Ohne den Schrecken zu mindern, wird in diesem Buch der Vampirismus als eine Krankheit dargestellt, die sich wissenschaftlich erklären lässt. Der Held Robert Neville, vielleicht der letzte gesunde Mensch auf Erden, findet sich selbst in einem paranoiden Albtraum wieder. Nachts umzingeln die blutrünstigen Untoten der kleinen amerikanischen Stadt sein verbarrikadiertes Haus. Tagsüber, wenn sie sich im Schatten verstecken und in eine Art Koma verfallen, richtet Neville mit seinen Holzpfählen ein unbeschreiblichen Blutbad unter ihnen an. Er findet sogar etliche pseudowissenschaftliche Erklärungen für die typischen Eigenschaften eines Vampirs, wie z.B. Lichtempfindlichkeit, Verwundbarkeit durch Holzpfähle anstatt von Pistolenkugeln, ihre Angst vor Knoblauch etc.

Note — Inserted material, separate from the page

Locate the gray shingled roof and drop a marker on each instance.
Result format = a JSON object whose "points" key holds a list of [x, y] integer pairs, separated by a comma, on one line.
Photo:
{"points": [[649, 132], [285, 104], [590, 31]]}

Was die Geschichte so erschreckend macht, ist die schrittweise Veränderung der Sichtweise, die zeigt, wie Neville durch seinen Kampf gegen die Monster selbst langsam zu einem solchen mutiert - nicht einem Vampir, sondern zu etwas, das den Vampiren Angst macht und sie in ihren Träumen als eine schrecklichen Legende aus den bösen alten Tagen verfolgt.

Meine Gedanken zum Buch:

Ich habe das Buch (in Deutsch ist es jetzt als "Ich bin Legende" erschienen, ich würde aber das Original empfehlen, da es sprachlich durchaus etwas hergibt) vor Jahren gelesen, in der Erwartung einer klassischen Vampirgeschichte. Und obwohl natürlich Vampire vorkommen, sind diese nur ein Mittel zum Zweck, könnten genausogut Zombies oder Werwölfe sein.
Die Geschichte hat mich damals zutiefst beeindruckt. Die Einsamkeit dieses Menschen, das ständige Misstrauen, dieses Niezurruhekommen und letztendlich seine innere Verwandlung sind unglaublich eindrucksvoll beschrieben.
Den Film hab ich noch nicht gesehen, bin gespannt, ob der die wahre Dramatik der Geschichte auch wirklich rüberbringt. Wobei als Handlungsort anstelle der amerikanischen Kleinstadt New York gewählt wurde, was natürlich ganz eigene Möglichkeiten allein vom Atmosphärischen her bietet.